By Amanda Moses
The COVID-19 crisis shutdown New York City for months in the spring, and while some students relished their time at home through remote learning, one teenager took that time to make a difference in her community.
Sixteen-year-old Arianna Rivera has always been a humanitarian, so when the pandemic hit, she could not just sit back while the elderly lacked aid and those around her suffered from food insecurity. Rivera and her mother, Jeannette Reyes, decided to create care packages for the older adults in Spring Creek Towers, particularly individuals they knew who were unable to go grocery shopping or pick-up items for themselves. What began as a small endeavor soon became a series of volunteer efforts made by Rivera, who made certain to follow all of the Centers for Disease Control and Prevention (CDC) precautions by continuously washing her hands, maintaining a social distance, and always wearing a mask while volunteering.
“You just have to keep yourself safe and be mindful of it,” Rivera said, a high schooler attending the Mary Louis Academy.
Between the end of March and April, Reyes would drive Rivera throughout Spring Creek Towers as she delivered care packages filled with supplies, such as toiletries, paper towels, disinfecting wipes, hand sanitizer, and other items, which they purchased themselves. After contacting their elderly neighbors, they supplied what they call, COVID defense kits.
“It was nice to go out and see people and make them happy, and to just be interacting with people and meeting new people,” Rivera said.
Driven to continue helping others, Rivera moved on to aid Sisters With Purpose (SWP) during their bi-monthly food pantry distributions. As a deeply empathetic individual, Rivera saw how the coronavirus did not just ravage people’s health, but it had a huge economic impact on families as many lost their jobs and could no longer afford food.
During the SWP’s Saturday morning food pantry, Rivera greeted those waiting outside of the Brooklyn Sports Club’s lower level, distributing bags upon bags of food to each family. She didn’t mind the strenuous activities since she knew that she was making a small difference in each person’s life.
When fall arrived, Rivera knew that the children of Spring Creek Towers’ would need cheering up now that their favorite holidays would be significantly different due to social distancing and economic hardships. So, she decided to join the Starrett City Tenant Association’s Harvest Festival’s giveaway, which allowed children in the community to receive a free pumpkin to decorate. The socially distant activities were another great opportunity to bring joy to those who needed it most.

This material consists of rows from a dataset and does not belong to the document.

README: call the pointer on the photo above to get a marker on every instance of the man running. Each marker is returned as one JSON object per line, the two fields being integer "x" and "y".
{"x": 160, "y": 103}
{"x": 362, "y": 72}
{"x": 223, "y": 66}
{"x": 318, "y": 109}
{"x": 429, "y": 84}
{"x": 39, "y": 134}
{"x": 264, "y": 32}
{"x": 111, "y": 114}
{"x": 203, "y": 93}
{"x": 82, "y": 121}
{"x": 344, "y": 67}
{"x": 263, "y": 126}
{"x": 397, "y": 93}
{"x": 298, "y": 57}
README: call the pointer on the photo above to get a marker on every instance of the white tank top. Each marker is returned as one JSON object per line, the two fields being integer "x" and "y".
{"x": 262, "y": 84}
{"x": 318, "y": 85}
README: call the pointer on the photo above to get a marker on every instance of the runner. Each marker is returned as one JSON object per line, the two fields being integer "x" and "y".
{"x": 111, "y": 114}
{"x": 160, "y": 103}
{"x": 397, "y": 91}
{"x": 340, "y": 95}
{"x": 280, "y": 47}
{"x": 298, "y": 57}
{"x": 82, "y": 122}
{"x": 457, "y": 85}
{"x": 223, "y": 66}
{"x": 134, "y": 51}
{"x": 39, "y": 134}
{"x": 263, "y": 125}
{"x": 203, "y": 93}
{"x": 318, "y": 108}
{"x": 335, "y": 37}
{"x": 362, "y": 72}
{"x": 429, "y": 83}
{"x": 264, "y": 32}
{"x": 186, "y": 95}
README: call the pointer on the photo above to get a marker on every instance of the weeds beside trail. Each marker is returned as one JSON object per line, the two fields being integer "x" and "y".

Over the past year, Rivera has dedicated her time to exercising, focusing on her studies, and aiming to get out and help as many people as possible. In doing so, she says she was able to maintain a semblance of normalcy as most New Yorkers’ quarantined.
“I don’t want to spend more time looking at a screen,” Rivera said, discussing—why as a teenager—she is motivated to keep moving and volunteering.
Her experience during this dire time has rendered Rivera hyper-aware of the socio-economic disparities in low-income and black and brown communities, further inspiring her to follow her dream of working in law enforcement.
“It makes you aware of what you have and what you can lose. There are things you take for granted, like going to school in-person or cheering at basketball games. You just think those things are just given, like you can just go to those things, anytime. But now we can see that those things can close at any time,” Rivera said.